Hooray For Earth - True Loves

Hooray For Earth - True Loves
Album Reviews

Hooray For Earth’s sound is far less nuanced and a bit more scatterbrained than their compatriots.

Label: Memphis Industries
Released: 27th February 2011
Reviewer: Martyn Young
In music critic Simon Reynolds 2011 book ‘Retromania’, he made the point that the seemingly almost constant 80’s revival has gone on far longer than the length of that much-feted decade itself. New York indie pop group Hooray For Earth are yet another band that mine those 80’s influences, albeit from a rather more lo-fi angle.

Hooray For Earth are centred around singer and multi-instrumentalist Noel Heroux and ‘True Love‘, their debut album is finally being released in the UK through Memphis Industries despite having been available in their homeland for almost a year. Their sound is very redolent of the clutch of American indie groups that have embraced synthesiser sounds mixed with pop sensibilities over the last decade; think Yeasayer, MGMT and the poppier side of Animal Collective, unfortunately Hooray For Earth’s sound is far less nuanced and a bit more scatterbrained than their compatriots.

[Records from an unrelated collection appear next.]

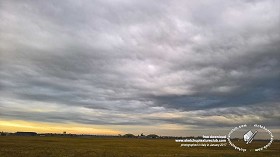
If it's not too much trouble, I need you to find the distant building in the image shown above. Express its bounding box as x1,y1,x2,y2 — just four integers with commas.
15,132,37,136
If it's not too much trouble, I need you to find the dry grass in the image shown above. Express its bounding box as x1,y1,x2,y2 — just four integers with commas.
0,136,280,157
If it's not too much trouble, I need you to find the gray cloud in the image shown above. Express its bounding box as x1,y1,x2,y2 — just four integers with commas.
0,0,280,135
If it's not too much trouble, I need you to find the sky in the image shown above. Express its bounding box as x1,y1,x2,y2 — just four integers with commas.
0,0,280,138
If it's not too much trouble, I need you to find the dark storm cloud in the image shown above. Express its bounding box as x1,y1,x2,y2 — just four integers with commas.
0,0,280,131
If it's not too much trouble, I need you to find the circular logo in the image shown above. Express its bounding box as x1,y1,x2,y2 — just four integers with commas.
227,124,273,152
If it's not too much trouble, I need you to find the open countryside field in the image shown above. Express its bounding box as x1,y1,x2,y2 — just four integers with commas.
0,136,280,157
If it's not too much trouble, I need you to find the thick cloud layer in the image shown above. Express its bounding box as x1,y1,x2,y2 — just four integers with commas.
0,0,280,134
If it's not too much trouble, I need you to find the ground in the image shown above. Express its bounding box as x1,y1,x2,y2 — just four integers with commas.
0,136,280,157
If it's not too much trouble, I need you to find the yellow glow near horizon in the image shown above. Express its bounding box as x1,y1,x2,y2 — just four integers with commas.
0,120,122,135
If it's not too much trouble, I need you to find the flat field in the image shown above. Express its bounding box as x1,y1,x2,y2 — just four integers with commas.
0,136,280,157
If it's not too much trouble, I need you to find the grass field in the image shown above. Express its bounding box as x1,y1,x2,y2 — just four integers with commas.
0,136,280,157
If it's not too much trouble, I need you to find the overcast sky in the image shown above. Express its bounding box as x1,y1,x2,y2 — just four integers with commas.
0,0,280,135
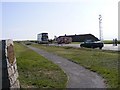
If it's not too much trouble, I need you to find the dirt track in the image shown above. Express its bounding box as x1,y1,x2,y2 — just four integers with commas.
28,46,106,88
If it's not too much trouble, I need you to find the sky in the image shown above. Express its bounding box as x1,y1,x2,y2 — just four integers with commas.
0,0,119,40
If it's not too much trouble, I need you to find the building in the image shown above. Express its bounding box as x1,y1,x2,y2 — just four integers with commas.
58,34,99,42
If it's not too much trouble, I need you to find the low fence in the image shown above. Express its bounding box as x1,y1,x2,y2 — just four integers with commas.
1,39,20,89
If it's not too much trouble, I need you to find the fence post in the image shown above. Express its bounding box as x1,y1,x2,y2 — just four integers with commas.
2,39,20,89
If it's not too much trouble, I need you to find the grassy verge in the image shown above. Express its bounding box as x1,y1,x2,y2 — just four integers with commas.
103,40,120,44
32,44,118,88
15,43,67,88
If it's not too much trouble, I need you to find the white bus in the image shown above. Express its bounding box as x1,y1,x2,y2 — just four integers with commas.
37,33,48,44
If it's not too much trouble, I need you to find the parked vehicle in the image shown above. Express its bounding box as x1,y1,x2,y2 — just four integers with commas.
80,40,104,49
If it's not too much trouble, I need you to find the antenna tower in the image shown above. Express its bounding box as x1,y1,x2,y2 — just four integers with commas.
99,15,103,41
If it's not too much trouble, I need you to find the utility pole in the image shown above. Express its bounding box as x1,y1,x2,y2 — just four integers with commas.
99,15,103,41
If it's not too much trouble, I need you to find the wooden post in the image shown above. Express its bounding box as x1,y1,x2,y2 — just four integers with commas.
2,39,20,89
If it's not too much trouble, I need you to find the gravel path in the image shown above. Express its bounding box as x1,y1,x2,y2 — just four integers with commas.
28,46,106,88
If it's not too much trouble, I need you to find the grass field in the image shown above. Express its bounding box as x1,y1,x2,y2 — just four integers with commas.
32,44,118,88
15,43,67,88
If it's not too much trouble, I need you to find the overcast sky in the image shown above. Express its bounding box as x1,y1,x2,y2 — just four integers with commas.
0,0,119,40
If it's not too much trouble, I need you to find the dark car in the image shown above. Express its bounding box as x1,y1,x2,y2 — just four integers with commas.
80,40,104,49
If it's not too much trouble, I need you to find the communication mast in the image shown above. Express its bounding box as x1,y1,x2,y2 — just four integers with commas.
99,15,103,41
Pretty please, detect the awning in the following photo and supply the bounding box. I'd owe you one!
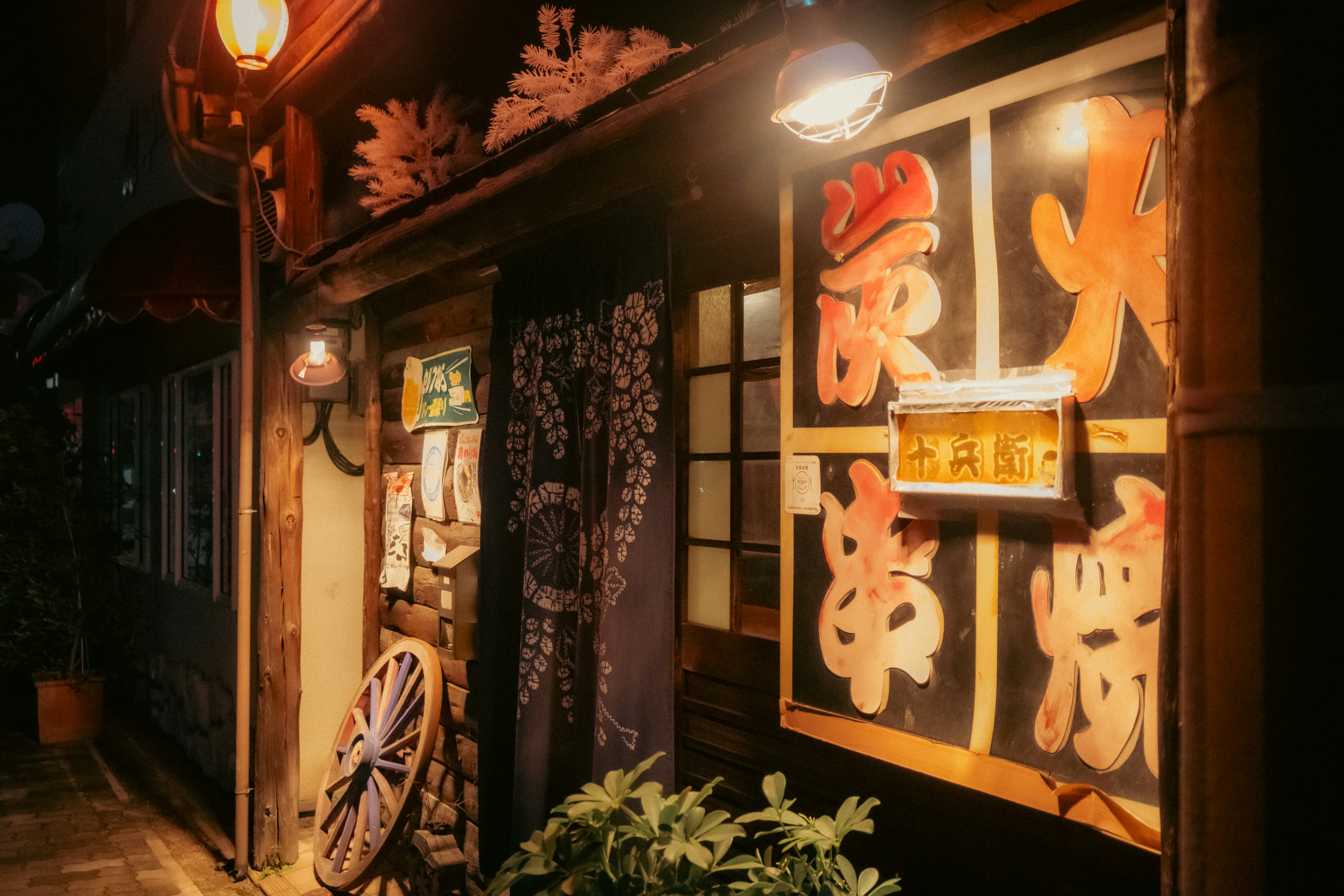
[27,199,239,357]
[85,199,239,324]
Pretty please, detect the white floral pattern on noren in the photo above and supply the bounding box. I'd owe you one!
[505,281,665,751]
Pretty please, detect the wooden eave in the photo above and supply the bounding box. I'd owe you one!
[267,15,786,321]
[266,0,1097,324]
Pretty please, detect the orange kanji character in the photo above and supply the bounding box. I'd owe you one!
[1031,476,1167,775]
[821,149,938,261]
[1031,97,1167,402]
[817,461,942,715]
[817,222,942,407]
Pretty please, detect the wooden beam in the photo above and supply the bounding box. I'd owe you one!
[267,0,1077,315]
[360,308,384,672]
[253,328,304,868]
[284,106,323,279]
[277,35,792,312]
[883,0,1078,78]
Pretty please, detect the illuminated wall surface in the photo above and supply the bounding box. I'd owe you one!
[298,402,364,806]
[781,26,1168,846]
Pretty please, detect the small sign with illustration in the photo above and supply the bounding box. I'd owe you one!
[402,345,481,433]
[421,430,448,521]
[784,454,821,516]
[453,428,481,525]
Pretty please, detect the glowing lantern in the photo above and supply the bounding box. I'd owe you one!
[215,0,289,71]
[771,0,891,144]
[289,324,345,386]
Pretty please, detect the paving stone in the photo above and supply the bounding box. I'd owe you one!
[0,735,262,896]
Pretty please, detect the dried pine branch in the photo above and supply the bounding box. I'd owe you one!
[349,86,484,218]
[485,4,690,152]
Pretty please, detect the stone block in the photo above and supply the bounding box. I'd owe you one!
[457,735,477,780]
[462,780,481,821]
[462,821,481,877]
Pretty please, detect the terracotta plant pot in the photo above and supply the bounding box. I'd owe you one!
[32,676,102,744]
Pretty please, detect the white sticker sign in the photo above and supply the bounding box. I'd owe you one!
[421,430,448,521]
[784,454,821,516]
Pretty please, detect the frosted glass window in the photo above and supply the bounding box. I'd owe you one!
[691,373,731,454]
[742,380,779,451]
[742,461,779,544]
[687,461,731,541]
[691,286,736,367]
[685,544,733,629]
[738,551,779,610]
[742,286,779,361]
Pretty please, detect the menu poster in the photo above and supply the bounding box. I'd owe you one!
[453,427,481,525]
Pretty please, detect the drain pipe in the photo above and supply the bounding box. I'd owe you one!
[234,159,257,880]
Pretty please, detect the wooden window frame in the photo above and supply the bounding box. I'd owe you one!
[99,386,153,572]
[159,352,239,609]
[675,275,782,646]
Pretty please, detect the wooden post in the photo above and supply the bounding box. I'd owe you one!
[362,312,383,672]
[234,160,257,878]
[285,106,323,279]
[1161,0,1328,896]
[253,328,304,868]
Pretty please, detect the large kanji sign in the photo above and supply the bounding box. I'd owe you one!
[779,26,1168,848]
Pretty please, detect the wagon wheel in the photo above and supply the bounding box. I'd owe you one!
[313,638,443,889]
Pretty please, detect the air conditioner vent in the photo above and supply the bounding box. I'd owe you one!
[253,189,285,262]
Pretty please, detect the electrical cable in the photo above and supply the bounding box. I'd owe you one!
[304,399,364,476]
[246,115,340,270]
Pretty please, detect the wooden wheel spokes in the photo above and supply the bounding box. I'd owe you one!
[313,639,443,888]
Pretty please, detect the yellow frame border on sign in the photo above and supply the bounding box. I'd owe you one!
[779,24,1167,850]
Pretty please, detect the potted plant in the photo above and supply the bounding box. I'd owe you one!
[0,400,121,743]
[485,754,901,896]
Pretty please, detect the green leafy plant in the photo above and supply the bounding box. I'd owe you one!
[0,400,134,678]
[733,771,901,896]
[485,754,901,896]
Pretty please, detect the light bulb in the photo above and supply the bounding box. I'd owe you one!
[784,74,887,126]
[215,0,289,71]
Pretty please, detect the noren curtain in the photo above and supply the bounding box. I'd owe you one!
[477,216,675,872]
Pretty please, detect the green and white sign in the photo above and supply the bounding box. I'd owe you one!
[402,345,481,433]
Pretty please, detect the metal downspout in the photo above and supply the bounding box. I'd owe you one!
[234,159,257,880]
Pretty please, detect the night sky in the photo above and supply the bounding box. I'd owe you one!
[0,0,779,290]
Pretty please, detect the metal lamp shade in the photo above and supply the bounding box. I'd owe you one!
[771,40,891,142]
[289,352,345,386]
[215,0,289,71]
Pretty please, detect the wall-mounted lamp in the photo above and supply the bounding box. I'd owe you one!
[215,0,289,71]
[771,0,891,144]
[289,324,345,386]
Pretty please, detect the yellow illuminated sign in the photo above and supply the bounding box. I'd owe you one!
[895,410,1060,488]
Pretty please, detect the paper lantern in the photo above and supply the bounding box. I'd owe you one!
[215,0,289,71]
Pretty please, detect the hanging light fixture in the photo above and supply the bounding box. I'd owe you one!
[215,0,289,71]
[771,0,891,144]
[289,324,345,386]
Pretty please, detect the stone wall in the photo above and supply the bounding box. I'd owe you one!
[132,653,235,792]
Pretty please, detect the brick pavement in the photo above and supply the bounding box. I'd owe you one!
[0,735,261,896]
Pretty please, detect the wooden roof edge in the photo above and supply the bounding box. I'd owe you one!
[272,7,784,312]
[266,0,1097,320]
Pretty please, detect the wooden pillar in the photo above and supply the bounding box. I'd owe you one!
[360,312,383,672]
[253,328,304,868]
[1163,0,1344,896]
[285,106,323,279]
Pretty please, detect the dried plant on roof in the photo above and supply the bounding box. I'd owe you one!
[485,4,690,152]
[719,0,762,32]
[349,87,484,218]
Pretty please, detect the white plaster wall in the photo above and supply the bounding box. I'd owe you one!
[298,402,364,811]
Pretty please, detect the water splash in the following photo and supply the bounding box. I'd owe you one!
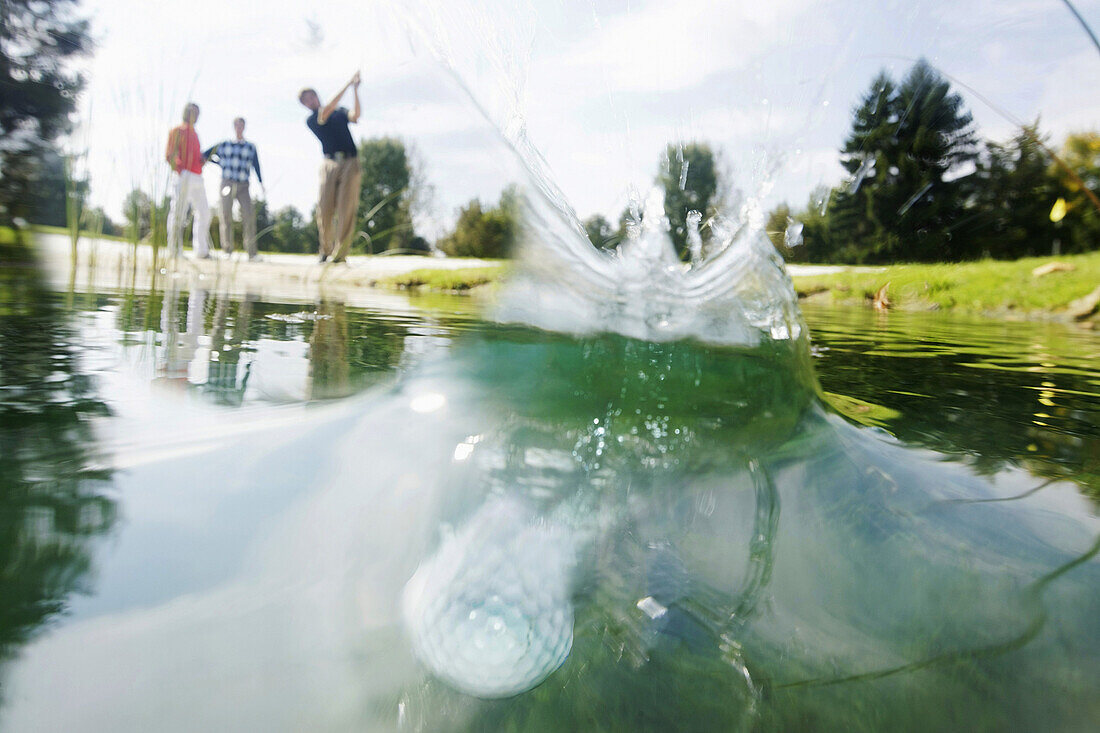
[402,6,804,346]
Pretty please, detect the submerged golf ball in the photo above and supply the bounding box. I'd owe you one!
[403,500,573,698]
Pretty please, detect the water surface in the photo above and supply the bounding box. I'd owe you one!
[0,271,1100,731]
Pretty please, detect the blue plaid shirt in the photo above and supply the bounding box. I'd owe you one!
[202,140,264,183]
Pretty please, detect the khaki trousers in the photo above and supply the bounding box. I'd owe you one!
[317,155,363,262]
[218,178,256,259]
[168,171,210,258]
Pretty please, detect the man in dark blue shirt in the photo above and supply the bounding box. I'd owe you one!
[298,72,363,262]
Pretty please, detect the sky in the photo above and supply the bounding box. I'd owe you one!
[70,0,1100,237]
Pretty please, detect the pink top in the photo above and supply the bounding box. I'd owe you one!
[165,123,202,174]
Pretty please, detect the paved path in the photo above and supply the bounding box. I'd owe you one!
[36,233,849,300]
[35,233,499,300]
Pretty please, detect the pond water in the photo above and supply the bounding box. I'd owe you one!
[0,259,1100,731]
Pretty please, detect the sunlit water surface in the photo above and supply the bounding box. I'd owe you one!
[0,278,1100,731]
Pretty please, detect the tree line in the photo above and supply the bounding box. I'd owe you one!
[0,0,1100,268]
[767,59,1100,263]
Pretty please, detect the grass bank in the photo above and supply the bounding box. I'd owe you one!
[374,262,508,293]
[793,252,1100,318]
[29,225,130,244]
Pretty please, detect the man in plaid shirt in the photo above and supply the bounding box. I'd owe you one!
[202,122,264,260]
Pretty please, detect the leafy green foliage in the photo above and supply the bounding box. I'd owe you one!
[0,0,90,223]
[657,143,718,258]
[437,189,519,258]
[356,138,416,252]
[768,59,1100,264]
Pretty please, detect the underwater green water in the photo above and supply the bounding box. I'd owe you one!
[0,259,1100,731]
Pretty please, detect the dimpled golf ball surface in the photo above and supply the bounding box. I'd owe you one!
[404,502,573,698]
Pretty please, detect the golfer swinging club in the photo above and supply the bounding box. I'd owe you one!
[298,72,363,262]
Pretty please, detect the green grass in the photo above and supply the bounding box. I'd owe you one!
[794,252,1100,315]
[375,263,508,292]
[30,225,131,244]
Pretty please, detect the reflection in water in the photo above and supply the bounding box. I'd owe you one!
[3,280,1100,731]
[202,293,256,407]
[0,244,116,660]
[309,300,352,400]
[806,308,1100,501]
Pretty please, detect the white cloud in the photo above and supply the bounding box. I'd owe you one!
[75,0,1100,234]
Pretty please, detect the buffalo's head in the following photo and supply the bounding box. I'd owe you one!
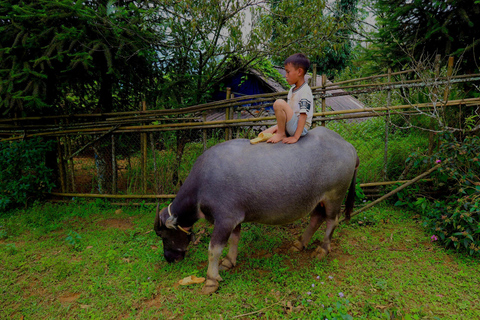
[153,205,193,263]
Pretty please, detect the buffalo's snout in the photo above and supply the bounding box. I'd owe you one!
[163,250,185,263]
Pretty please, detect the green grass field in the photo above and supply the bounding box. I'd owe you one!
[0,201,480,319]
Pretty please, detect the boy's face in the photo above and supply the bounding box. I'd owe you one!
[285,63,303,85]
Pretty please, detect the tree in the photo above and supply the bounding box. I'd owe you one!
[267,0,359,75]
[367,0,480,72]
[0,0,159,116]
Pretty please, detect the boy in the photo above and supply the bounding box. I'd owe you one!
[263,53,314,143]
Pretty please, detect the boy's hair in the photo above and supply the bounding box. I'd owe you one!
[284,53,310,74]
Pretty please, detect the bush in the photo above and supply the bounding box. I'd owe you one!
[0,138,54,211]
[397,133,480,255]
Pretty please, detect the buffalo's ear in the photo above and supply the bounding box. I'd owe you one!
[153,203,162,235]
[165,216,177,229]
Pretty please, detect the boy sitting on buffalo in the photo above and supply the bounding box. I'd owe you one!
[263,53,314,143]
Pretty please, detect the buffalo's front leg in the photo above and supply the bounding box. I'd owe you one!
[202,224,232,294]
[312,202,341,259]
[290,204,325,251]
[220,224,241,270]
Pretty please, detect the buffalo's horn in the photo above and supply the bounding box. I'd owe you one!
[165,216,177,229]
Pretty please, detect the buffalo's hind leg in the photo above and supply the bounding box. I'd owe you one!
[220,224,241,271]
[290,203,325,251]
[312,202,341,259]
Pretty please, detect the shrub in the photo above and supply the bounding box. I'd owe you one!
[0,138,54,211]
[397,133,480,255]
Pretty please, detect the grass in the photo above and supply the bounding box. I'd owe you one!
[0,201,480,319]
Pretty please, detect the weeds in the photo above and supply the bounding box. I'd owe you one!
[0,201,480,319]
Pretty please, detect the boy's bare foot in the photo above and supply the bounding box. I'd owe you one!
[267,132,287,143]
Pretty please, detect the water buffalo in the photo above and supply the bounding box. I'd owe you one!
[154,127,359,294]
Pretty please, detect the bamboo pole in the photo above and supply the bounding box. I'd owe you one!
[57,137,67,192]
[2,98,480,141]
[322,74,327,127]
[202,111,207,152]
[140,100,147,194]
[383,68,392,181]
[360,179,433,188]
[427,54,442,156]
[310,63,317,87]
[1,98,480,141]
[340,164,442,222]
[112,133,117,194]
[225,87,232,140]
[443,57,454,101]
[65,136,76,192]
[150,132,159,194]
[320,69,415,86]
[0,72,480,127]
[45,179,432,199]
[47,192,176,199]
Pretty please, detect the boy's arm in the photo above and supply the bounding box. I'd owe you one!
[283,113,307,143]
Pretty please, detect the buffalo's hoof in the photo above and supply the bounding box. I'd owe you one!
[290,240,304,252]
[202,279,218,294]
[312,247,328,260]
[218,258,235,271]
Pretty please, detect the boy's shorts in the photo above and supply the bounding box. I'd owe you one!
[285,115,308,137]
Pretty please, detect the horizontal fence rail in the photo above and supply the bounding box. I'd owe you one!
[0,65,480,201]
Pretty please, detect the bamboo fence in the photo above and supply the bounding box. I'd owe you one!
[0,60,480,200]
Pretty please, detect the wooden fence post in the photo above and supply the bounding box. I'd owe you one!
[311,63,317,87]
[140,100,147,194]
[443,57,454,102]
[383,68,392,181]
[202,111,207,152]
[112,133,118,194]
[427,54,442,156]
[225,87,232,140]
[322,74,327,127]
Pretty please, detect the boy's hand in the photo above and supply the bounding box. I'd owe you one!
[282,137,298,144]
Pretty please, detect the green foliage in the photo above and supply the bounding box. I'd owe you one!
[397,133,480,256]
[262,0,359,75]
[0,138,54,211]
[65,230,82,251]
[0,0,160,115]
[368,0,480,72]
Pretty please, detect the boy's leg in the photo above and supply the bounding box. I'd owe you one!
[267,99,293,143]
[262,125,277,133]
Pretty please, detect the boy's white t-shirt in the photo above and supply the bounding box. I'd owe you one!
[287,82,315,130]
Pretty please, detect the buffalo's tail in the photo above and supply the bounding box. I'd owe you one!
[345,156,360,222]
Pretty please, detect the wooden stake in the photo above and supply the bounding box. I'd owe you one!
[340,164,442,222]
[443,57,454,102]
[140,100,147,194]
[112,133,117,194]
[383,68,392,181]
[322,74,327,127]
[225,87,232,140]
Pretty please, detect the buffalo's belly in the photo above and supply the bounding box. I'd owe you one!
[245,197,320,225]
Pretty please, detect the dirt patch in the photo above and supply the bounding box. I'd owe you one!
[97,218,134,230]
[58,293,81,303]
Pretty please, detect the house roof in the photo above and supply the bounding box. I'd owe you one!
[275,67,365,111]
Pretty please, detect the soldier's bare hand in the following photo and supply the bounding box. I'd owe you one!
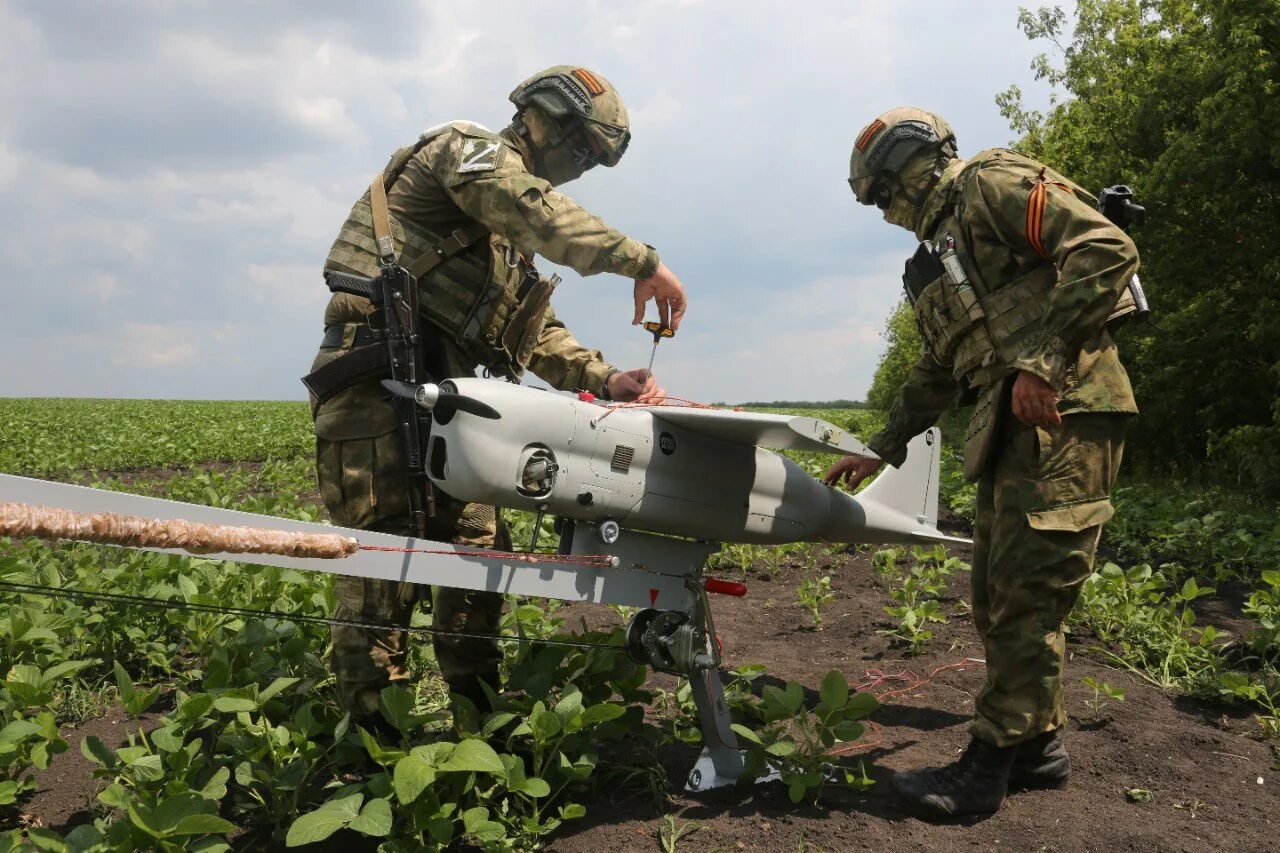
[605,368,667,406]
[822,453,884,491]
[1014,370,1062,427]
[631,261,689,329]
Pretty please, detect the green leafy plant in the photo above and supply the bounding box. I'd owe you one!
[1080,675,1124,722]
[796,575,836,631]
[658,815,703,853]
[733,670,878,803]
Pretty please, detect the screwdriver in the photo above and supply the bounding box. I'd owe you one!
[644,320,676,373]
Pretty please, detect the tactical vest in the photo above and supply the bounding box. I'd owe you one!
[325,123,556,380]
[908,149,1135,389]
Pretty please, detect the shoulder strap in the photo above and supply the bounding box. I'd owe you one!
[369,122,490,272]
[369,140,434,266]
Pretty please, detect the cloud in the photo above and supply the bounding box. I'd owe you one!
[0,0,1059,400]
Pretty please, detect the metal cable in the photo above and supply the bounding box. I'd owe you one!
[0,580,626,652]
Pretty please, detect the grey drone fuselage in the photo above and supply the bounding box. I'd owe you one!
[428,379,948,543]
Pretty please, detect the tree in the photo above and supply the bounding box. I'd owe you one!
[867,298,922,411]
[997,0,1280,491]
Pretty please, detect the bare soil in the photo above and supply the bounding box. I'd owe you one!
[547,537,1280,853]
[24,532,1280,853]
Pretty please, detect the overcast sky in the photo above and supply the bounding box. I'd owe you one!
[0,0,1046,401]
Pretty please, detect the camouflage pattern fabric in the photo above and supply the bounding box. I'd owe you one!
[325,122,658,393]
[970,402,1128,747]
[315,335,511,716]
[867,152,1138,468]
[867,137,1138,747]
[312,112,658,715]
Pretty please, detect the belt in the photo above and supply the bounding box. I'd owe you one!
[320,323,379,350]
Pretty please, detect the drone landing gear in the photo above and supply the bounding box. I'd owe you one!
[627,610,744,792]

The album begins with the meandering unconventional melody of opener ‘Realize It’s Not The Sun’ and the nature of that track continues throughout an album that flits incoherently from the breezy symphonic ELO styled pop of ‘Last Minute’ to the pounding electro beats of ‘Sails’. There is undoubtedly a great deal of ambition; ‘No Love’ is enlivened by a sampled horn section and the title track is a great juxtaposition between an oblique stark verses and a hook filled chorus that sees Heroux enthusing about being “Under a wall of sound” however, that ambition does not always match up to the quality of the songs.

It is striking that, for an album that features so much use of synthesiser and dance pop rhythms and dynamics, it is a curiously anaemic and funk-less take on dance music, the sound is, on the whole, airy and floaty and many of the songs just drift by without catching your attention. Far better is album highlight and single ‘Bring Us Closer Together’ which sounds like a prime Trevor Horn produced piece of 80’s MOR pop; filled with big blasting synths and soaring vocals the track and has an exuberance that is sadly missing from the rest of the album.

Listening to ‘True Loves’ you are left with the impression that there is a great electro pop record here waiting to get out but it is stymied by arid production and a general lo-fi homemade vibe. The album was entirely performed, engineered and produced by Noel Heroux; perhaps the input of a full band and a producer would have brought these songs to life and produced a rather more coherent and fully formed debut.